Moreover, we gain a beautiful advantange: atomic update of
the LAYOUT and SLOTS with CMPXCHG16B (for CHANGE-CLASS etc) which
at present can not be done, as they do not satisfy that instruction's
strict memory alignment requirement.

2) Supposing we don't store the clos-hash at all, but use a non-moving GC.
Then the clos-hash of a standard-object is just a mixing of its address.
Each CLOS primitive object will shrink by exactly 2 words.

Unifying PCL instance access
============================
STANDARD-INSTANCE-ACCESS and FUNCALLABLE-STANDARD-INSTANCE-ACCESS
can be made to emit identical assembly code, which simplifies
or eliminates some tests throughout the logic for PCL in deciding
what metaclass of instance is in hand (funcallable or not)
when getting the slot vector and layout.

1) By placing the layout of a funcallable instance to its header word,
the assembly code for reading a layout of an object that is either a
standard-instance or funcallable-instance would mask off the lowtag
(essentially converting the descriptor to a native pointer),
and then read the layout from the high half of the header word.

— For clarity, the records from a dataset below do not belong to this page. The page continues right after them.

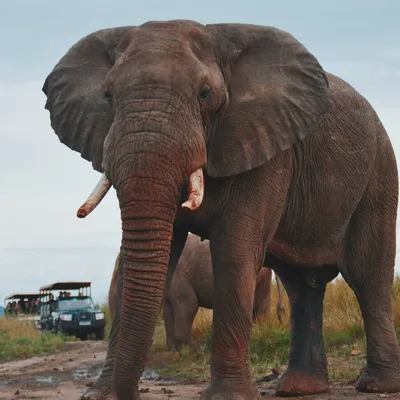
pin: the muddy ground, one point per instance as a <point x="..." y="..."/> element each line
<point x="67" y="374"/>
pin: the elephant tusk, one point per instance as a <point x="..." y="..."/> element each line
<point x="95" y="197"/>
<point x="195" y="191"/>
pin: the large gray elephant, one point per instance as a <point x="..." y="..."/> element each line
<point x="237" y="134"/>
<point x="192" y="286"/>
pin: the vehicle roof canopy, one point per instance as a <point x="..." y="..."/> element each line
<point x="66" y="286"/>
<point x="20" y="295"/>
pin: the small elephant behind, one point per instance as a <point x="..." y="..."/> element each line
<point x="192" y="286"/>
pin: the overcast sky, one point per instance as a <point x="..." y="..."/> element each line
<point x="43" y="183"/>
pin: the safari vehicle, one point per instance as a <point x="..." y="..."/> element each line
<point x="27" y="307"/>
<point x="71" y="314"/>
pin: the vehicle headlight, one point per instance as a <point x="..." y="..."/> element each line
<point x="99" y="316"/>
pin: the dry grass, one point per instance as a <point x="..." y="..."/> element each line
<point x="20" y="339"/>
<point x="343" y="334"/>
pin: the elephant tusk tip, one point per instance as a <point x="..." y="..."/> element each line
<point x="191" y="206"/>
<point x="82" y="213"/>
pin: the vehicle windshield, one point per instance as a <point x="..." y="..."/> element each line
<point x="74" y="303"/>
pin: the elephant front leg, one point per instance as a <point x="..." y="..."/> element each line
<point x="307" y="373"/>
<point x="102" y="389"/>
<point x="235" y="279"/>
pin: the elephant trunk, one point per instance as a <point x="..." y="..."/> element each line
<point x="148" y="211"/>
<point x="149" y="167"/>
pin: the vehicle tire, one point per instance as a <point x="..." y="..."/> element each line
<point x="59" y="330"/>
<point x="83" y="337"/>
<point x="100" y="334"/>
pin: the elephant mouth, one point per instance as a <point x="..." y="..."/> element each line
<point x="193" y="202"/>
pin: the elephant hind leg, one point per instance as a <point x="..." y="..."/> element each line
<point x="185" y="310"/>
<point x="369" y="270"/>
<point x="307" y="373"/>
<point x="169" y="324"/>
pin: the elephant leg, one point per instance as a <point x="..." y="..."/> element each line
<point x="169" y="324"/>
<point x="185" y="311"/>
<point x="235" y="283"/>
<point x="102" y="388"/>
<point x="307" y="373"/>
<point x="369" y="271"/>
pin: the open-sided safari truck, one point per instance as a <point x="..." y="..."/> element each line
<point x="24" y="306"/>
<point x="72" y="314"/>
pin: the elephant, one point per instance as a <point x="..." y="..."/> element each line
<point x="192" y="287"/>
<point x="237" y="134"/>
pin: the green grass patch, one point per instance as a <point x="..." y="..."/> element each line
<point x="20" y="339"/>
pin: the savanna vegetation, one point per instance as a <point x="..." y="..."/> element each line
<point x="343" y="334"/>
<point x="20" y="339"/>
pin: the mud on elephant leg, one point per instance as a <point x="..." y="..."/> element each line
<point x="307" y="373"/>
<point x="102" y="388"/>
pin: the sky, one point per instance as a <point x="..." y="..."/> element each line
<point x="43" y="183"/>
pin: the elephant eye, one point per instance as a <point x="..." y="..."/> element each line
<point x="108" y="97"/>
<point x="204" y="94"/>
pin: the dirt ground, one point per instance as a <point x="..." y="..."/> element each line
<point x="67" y="374"/>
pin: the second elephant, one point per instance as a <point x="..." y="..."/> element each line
<point x="192" y="286"/>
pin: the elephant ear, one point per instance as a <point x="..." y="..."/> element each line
<point x="79" y="112"/>
<point x="278" y="92"/>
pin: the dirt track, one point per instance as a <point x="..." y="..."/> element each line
<point x="66" y="375"/>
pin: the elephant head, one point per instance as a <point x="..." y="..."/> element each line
<point x="153" y="106"/>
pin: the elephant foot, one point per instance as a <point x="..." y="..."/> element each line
<point x="301" y="383"/>
<point x="218" y="390"/>
<point x="101" y="393"/>
<point x="97" y="393"/>
<point x="373" y="381"/>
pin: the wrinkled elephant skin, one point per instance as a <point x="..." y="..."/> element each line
<point x="192" y="286"/>
<point x="237" y="134"/>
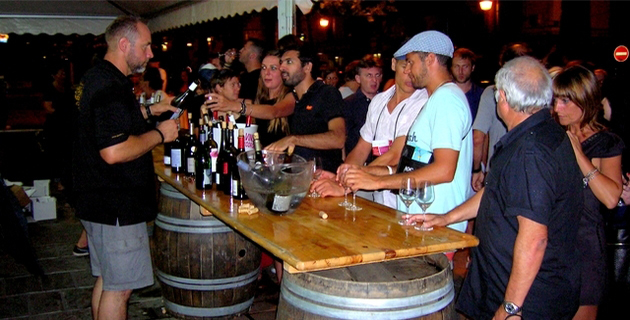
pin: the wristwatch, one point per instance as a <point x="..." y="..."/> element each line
<point x="511" y="307"/>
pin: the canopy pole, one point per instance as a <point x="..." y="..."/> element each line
<point x="286" y="17"/>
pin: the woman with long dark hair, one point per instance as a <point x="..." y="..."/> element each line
<point x="577" y="106"/>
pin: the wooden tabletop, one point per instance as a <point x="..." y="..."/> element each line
<point x="306" y="242"/>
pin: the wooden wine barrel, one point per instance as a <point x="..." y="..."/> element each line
<point x="205" y="269"/>
<point x="413" y="288"/>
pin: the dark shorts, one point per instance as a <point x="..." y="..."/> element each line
<point x="120" y="254"/>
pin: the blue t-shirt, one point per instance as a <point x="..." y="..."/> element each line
<point x="444" y="122"/>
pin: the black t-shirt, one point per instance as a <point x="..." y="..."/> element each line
<point x="534" y="175"/>
<point x="108" y="115"/>
<point x="267" y="137"/>
<point x="249" y="84"/>
<point x="355" y="112"/>
<point x="320" y="104"/>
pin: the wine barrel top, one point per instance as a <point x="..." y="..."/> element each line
<point x="306" y="242"/>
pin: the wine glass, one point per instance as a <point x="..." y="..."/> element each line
<point x="424" y="197"/>
<point x="345" y="202"/>
<point x="317" y="172"/>
<point x="407" y="194"/>
<point x="354" y="206"/>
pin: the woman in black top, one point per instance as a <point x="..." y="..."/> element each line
<point x="598" y="153"/>
<point x="272" y="105"/>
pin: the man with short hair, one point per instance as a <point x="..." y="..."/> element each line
<point x="439" y="142"/>
<point x="251" y="57"/>
<point x="369" y="76"/>
<point x="113" y="170"/>
<point x="487" y="127"/>
<point x="317" y="126"/>
<point x="462" y="68"/>
<point x="383" y="135"/>
<point x="527" y="215"/>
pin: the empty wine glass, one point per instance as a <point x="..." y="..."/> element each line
<point x="424" y="197"/>
<point x="317" y="172"/>
<point x="407" y="194"/>
<point x="345" y="202"/>
<point x="354" y="206"/>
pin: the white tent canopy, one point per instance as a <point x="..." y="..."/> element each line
<point x="92" y="17"/>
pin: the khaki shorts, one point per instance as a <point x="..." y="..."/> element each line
<point x="120" y="254"/>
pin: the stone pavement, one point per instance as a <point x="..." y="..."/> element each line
<point x="65" y="291"/>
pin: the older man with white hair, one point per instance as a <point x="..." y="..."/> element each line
<point x="526" y="264"/>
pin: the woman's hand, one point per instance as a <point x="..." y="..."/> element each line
<point x="162" y="106"/>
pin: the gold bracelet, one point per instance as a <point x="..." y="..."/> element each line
<point x="590" y="176"/>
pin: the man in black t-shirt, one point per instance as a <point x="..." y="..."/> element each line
<point x="526" y="264"/>
<point x="113" y="168"/>
<point x="317" y="126"/>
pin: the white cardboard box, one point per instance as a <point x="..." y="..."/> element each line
<point x="44" y="208"/>
<point x="42" y="188"/>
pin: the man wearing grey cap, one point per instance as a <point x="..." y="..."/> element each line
<point x="439" y="142"/>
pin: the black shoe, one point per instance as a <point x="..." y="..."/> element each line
<point x="80" y="252"/>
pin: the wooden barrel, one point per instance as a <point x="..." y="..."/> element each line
<point x="205" y="269"/>
<point x="413" y="288"/>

2) By placing the slot vector of a funcallable instance so that
it becomes the first slot after the trampoline slot,
access to the slot vector of either kind of instance can
be done with "mov result, [ptr+5]" from the tagged pointer.
This relies on the fact that the difference between the lowtags
is exactly 8 and that the instance-pointer-lowtag is 3.
Therefore, in the case of standard instance, [ptr+5] reads the
physical word which is one word after the header,
and in the case of funcallable-standard-instance,
[ptr+5] reads the physical word which is 2 words after the header,
skipping over the trampoline word.

3) By placing a layout in every header of all 3 subtypes of FUNCTION,
then LAYOUT-OF can consistently access the layout in the same way
for any object that has either FUN-POINTER- or INSTANCE-POINTER-LOWTAG.